Erdogan menyatakan jutaan orang di seluruh dunia mengalami depresi dan menderita trauma serius karena berita palsu. "Seperti isu-isu strategis lainnya, kami harus menangani masalah media dan komunikasi dengan tangan kami sendiri," kata Erdogan.
Dia mendesak dunia dan bangsa Turk untuk mengambil inisiatif dalam berbagi pengalaman. Erdogan mengatakan tidak ada negara atau masyarakat yang bebas dari dampak buruk fasisme digital.
Selain fasisme digital, bangsa Turk juga mengalami standar ganda di kalangan media internasional. Menurutnya media telah menyembunyikan fakta tentang perang Karabakh kedua yang berlangsung selama 44 hari.
“Pembantaian dan serangan rudal balistik tentara Armenia yang menargetkan warga sipil (di Azerbaijan) tidak pernah diangkat pada periode itu. Berbicara tentang independensi dan objektivitas media, outlet media internasional bertindak sebagai kantor berita resmi Armenia,” ujar Erdogan.
Ia juga menyoroti perang Karabakh kedua bukan contoh pertama atau terakhir dari embargo pers terhadap fakta-fakta tentang negara-negara di bangsa Turk.
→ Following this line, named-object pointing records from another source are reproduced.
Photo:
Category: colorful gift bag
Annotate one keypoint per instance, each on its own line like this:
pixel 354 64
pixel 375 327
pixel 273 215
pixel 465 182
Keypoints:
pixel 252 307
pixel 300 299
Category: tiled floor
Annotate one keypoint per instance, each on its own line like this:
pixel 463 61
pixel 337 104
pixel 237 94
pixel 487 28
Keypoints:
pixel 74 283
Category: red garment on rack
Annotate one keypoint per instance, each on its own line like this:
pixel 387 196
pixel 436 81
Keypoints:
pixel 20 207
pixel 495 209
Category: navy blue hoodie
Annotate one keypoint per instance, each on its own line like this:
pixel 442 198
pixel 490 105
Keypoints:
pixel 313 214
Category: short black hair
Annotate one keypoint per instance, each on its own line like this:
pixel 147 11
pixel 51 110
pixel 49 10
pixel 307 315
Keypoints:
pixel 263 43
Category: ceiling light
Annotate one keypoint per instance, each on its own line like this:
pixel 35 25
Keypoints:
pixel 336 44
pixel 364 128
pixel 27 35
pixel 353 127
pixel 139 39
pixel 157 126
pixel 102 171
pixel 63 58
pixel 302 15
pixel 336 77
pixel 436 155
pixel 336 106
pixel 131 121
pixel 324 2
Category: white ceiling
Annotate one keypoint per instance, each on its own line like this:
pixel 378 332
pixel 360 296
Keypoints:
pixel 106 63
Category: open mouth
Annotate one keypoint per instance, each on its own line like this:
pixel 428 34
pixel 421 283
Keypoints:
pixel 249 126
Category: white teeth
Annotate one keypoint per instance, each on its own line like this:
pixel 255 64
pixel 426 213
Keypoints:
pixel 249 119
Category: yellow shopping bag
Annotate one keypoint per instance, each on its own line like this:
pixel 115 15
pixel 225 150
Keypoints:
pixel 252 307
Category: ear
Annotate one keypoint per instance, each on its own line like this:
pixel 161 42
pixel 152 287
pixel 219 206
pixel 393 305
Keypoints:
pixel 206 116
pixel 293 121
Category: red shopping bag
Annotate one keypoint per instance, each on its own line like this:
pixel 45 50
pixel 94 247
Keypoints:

Hubungan antara Azerbaijan dan Armenia telah tegang sejak 1991. Tepatnya ketika militer Armenia menduduki Nagorno-Karabakh atau yang dikenal sebagai Karabakh Atas. Karabakh merupakan sebuah wilayah yang diakui secara internasional sebagai bagian dari Azerbaijan dan tujuh wilayah yang berdekatan.
Ketika bentrokan baru meletus pada 27 September 2020, tentara Armenia melancarkan serangan terhadap warga sipil dan pasukan Azerbaijan. Armenia melanggar beberapa perjanjian gencatan senjata. Selama konflik 44 hari, Azerbaijan membebaskan beberapa kota dan hampir 300 pemukiman dan desa dari pendudukan selama hampir tiga dekade.
Pada 10 November tahun lalu, kedua negara menandatangani perjanjian yang ditengahi Rusia untuk mengakhiri pertempuran dan bekerja menuju resolusi yang komprehensif. Kemudian pada 11 Januari, para pemimpin Rusia, Azerbaijan, dan Armenia menandatangani pakta untuk mengembangkan hubungan ekonomi dan infrastruktur yang menguntungkan seluruh wilayah. Pertemuan itu termasuk pembentukan kelompok kerja trilateral di Karabakh.
Gencatan senjata dipandang sebagai kemenangan bagi Azerbaijan dan kekalahan bagi Armenia. Sebelum kemenangan ini, sekitar 20 persen wilayah Azerbaijan telah berada di bawah pendudukan ilegal selama hampir 30 tahun.